The Kennedy Point Estate
Susan McCarthy and Neal Kunimura moved from Hawaii to Waiheke Island with only the passion and determination to grow and produce quality Red Bordeaux style and Syrah wines. Sauvignon Blanc grapes grown in Marlborough were added to their selection of fine wine in 2000. Kennedy Point Vineyard, named for the Kennedy family who settled this area of Waiheke in the late 1800's, and still have an ancestral home on the Island today, was established in 1996 and their first harvest was in 1999. They are now Certified Organic.
The Kennedy Point Vineyard
The vineyard is planted on 2.5 acres. The beautiful site on the southeastern side of Waiheke Island in the Hauraki Gulf provides a steep north-facing slope for optimum ripening of the grapes. Their philosophy of following natural viticulture methods allow them to work with premium quality grapes and use a little interventions as possible in the wine making process.

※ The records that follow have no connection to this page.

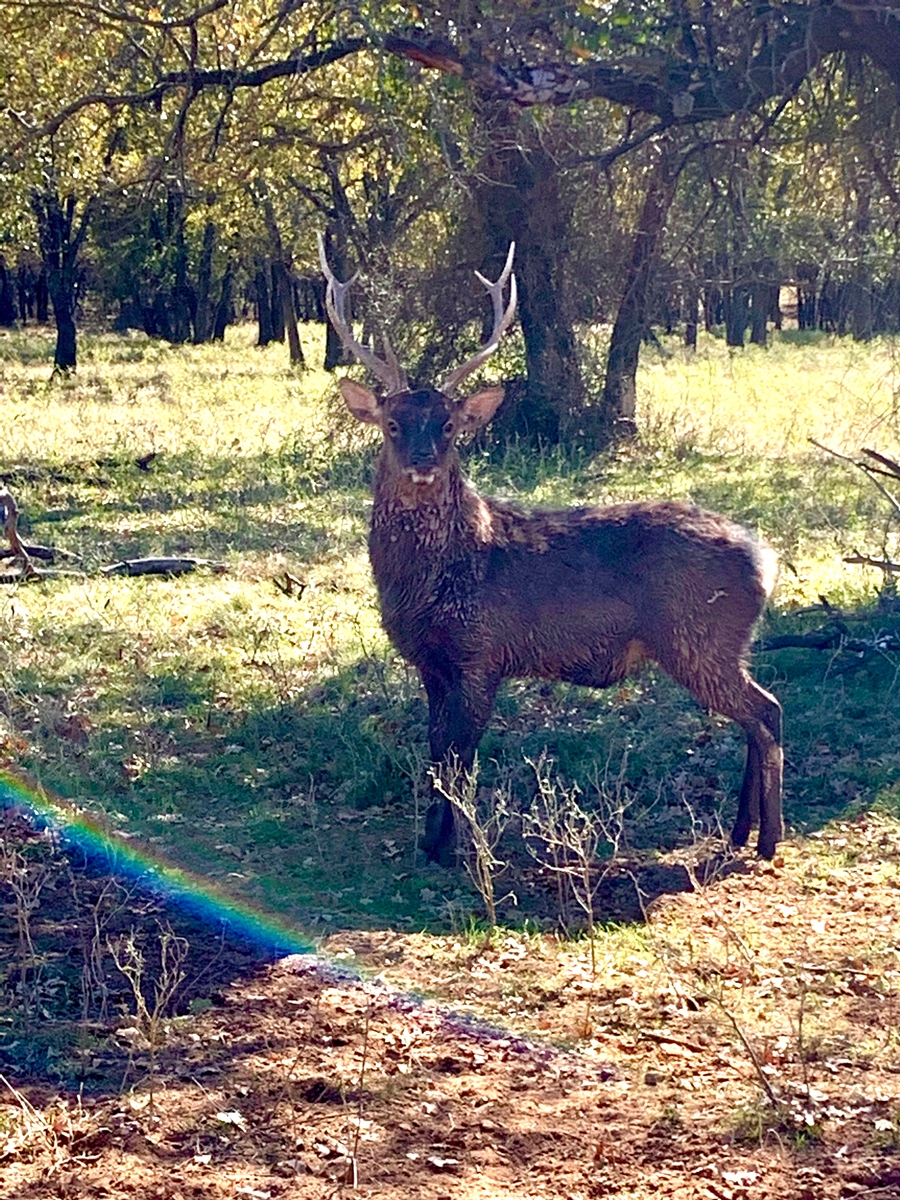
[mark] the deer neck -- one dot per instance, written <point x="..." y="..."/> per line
<point x="447" y="516"/>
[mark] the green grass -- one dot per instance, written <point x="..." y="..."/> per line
<point x="277" y="741"/>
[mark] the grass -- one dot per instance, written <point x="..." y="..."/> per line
<point x="277" y="741"/>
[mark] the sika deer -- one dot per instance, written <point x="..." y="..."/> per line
<point x="474" y="591"/>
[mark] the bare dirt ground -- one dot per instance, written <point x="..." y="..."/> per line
<point x="739" y="1044"/>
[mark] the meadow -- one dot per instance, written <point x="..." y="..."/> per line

The wine produced on this property reflects the essence of the land, and supports our belief that great wine is grown in the vineyard.
Organic viticulture aims to sustain and enhance the fertility and life- supporting ability of the soil by not using chemical fertilizers and sprays. The health of the land for the long range production of quality wine and olive oil is the goal of our organic process.
Kennedy Point is fully certified by Organic Farms N.Z. as of August 2010, an organic certification program designed for small producers; it follows the strict BioGro International Standards. It was established in response to the growing cost of organic certification and the global movement towards using locally produced organic products. Our wines are fermented with wild yeast which enhances the complexity and unique qualities of each wine, which reflects the terroir of the vineyard.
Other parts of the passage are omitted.